Found in TranslationFound in Translation, il libro di Jost Zetzsche e Nataly Kelly dedicato alla traduzione è una lettura piacevole, e un buon regalo di Natale per i clienti che parlano inglese e mostrano curiosità per la traduzione.

È, tuttavia, affetto da due difetti originari, che non sarebbero gravi se il libro fosse pubblicato da un editore minore con limitate risorse e se a scriverlo non fossero stati due dei più acclamati esponenti del settore.

Il primo difetto è di essere chiaramente concepito per un preciso pubblico locale.

Il secondo difetto è di essere costruito su aneddoti sicuramente curiosi, affascinanti e coinvolgenti, ma che offrono un’immagine molto tradizionale e decisamente statica della professione, con una notevole inclinazione verso l’interpretariato e gli aspetti puramente linguistici.

Divagazioni e note personali

Nel libro si affrontano due rami di attività nei quali anch’io mi sono cimentato, soprattutto agli inizi: la letteratura rosa ed erotica e il porno.

Non sono mai stato arso dal sacro fuoco delle lingue e mi sono accostato alla traduzione per vie traverse.

La mia prima esperienza fu casuale. Prestavo servizio di leva e al mio reparto fu chiesto di individuare un eventuale interprete come collegamento con i reparti alleati per una imminente esercitazione NATO.

Su richiesta del comandante, si fece avanti un soldato che sosteneva di studiare da interprete e che fu, per questo, inviato in missione.

Io presi parte all’esercitazione come comandante della mia unità ed ebbi diversi contatti con colleghi ufficiali delle forze alleate.

Al mio ritorno scoprii che il comando alleato aveva manifestato una forte insoddisfazione per la prestazione dell’“interprete” e protestato per l’assenza di un ufficiale di collegamento, ma dichiarandosi soddisfatto dal “rimedio”.

Quel “rimedio”, a mia insaputa, e a quella del mio comando, ero io.

Lasciato l’esercito, tornai ai miei studi e colsi l’opportunità, giunta anch’essa in modo casuale, di guadagnare qualcosa con le traduzioni.

Dopo un po’ quest’attività occupava più tempo di quello che riservavo allo studio e decisi di dedicarmici professionalmente. Mi iscrissi così alla scuola per traduttori e interpreti.

Ricordo ancora che una delle prime cose che sentii dire da uno dei miei insegnanti fu che la traduzione è il secondo mestiere più antico del mondo e che, con quello più antico, condivide le ragioni: si comincia a farlo per curiosità e passione, si continua a farlo per pochi intimi e si finisce con il praticarlo solo per denaro.

Era quello che era capitato a me.

Forse fu per questo che, non trovavo difficoltà ad accettare incarichi che altri disdegnavano e non cullavo l’illusione, più che il sogno, di potermi guadagnare da vivere traducendo le opere di grandi scrittori.Osso di anca o coxale

Il primo lavoro pagato che svolsi da “professionista” fu un articolo per una rivista scientifica sulle “protesi d’anca”.

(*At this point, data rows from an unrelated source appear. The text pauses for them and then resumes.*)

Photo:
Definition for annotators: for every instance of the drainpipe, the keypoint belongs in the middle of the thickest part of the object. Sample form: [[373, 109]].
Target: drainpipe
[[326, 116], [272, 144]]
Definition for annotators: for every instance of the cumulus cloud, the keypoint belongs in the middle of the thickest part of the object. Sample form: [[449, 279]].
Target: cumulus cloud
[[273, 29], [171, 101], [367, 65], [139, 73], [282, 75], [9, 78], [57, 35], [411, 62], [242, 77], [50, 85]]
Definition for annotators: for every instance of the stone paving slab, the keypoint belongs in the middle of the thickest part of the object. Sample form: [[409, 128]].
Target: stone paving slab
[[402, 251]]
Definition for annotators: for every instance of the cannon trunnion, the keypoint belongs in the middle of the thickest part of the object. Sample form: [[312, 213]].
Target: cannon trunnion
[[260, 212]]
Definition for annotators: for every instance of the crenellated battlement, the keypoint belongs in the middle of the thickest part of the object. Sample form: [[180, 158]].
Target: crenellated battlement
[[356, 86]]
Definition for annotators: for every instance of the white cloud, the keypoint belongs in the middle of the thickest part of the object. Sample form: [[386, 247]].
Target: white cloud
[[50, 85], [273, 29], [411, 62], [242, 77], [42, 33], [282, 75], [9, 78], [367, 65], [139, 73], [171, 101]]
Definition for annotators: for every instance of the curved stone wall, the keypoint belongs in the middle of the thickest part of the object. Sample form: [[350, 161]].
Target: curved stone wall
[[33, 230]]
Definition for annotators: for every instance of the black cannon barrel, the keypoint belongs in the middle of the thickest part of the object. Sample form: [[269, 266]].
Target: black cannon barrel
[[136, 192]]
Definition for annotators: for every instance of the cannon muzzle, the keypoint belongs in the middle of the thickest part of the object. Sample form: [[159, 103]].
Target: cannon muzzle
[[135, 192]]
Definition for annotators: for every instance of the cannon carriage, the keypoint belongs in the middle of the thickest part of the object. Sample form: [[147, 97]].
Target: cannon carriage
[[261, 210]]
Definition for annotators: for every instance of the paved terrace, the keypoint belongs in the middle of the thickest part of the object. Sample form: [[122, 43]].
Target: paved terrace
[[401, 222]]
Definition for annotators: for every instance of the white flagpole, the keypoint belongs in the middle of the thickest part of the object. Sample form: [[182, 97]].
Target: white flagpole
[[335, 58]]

Ero ancora così giovane, ambizioso, presuntuoso e incosciente da accettare un incarico decisamente oltre le mie capacità.

Mi ci volle un giorno intero in biblioteca per venire a capo della terminologia specialistica, e la mia falsa sicurezza mi fece commettere un errore, che oggi ritengo dovrebbe meritare più indulgenza, ma che allora scatenò le ire del mio cliente: tradussi “fossa dell’acetabolo” con “hip bone socket”.

Il cliente mi fece notare che un luminare non avrebbe mai usato un termine che riteneva colloquiale, al pari di “strizzacervelli” o “segaossa”.

Fu una lezione che valse più dell’intero corso di studi e che non ho più dimenticato. Soprattutto per le numerose e implicite connessioni.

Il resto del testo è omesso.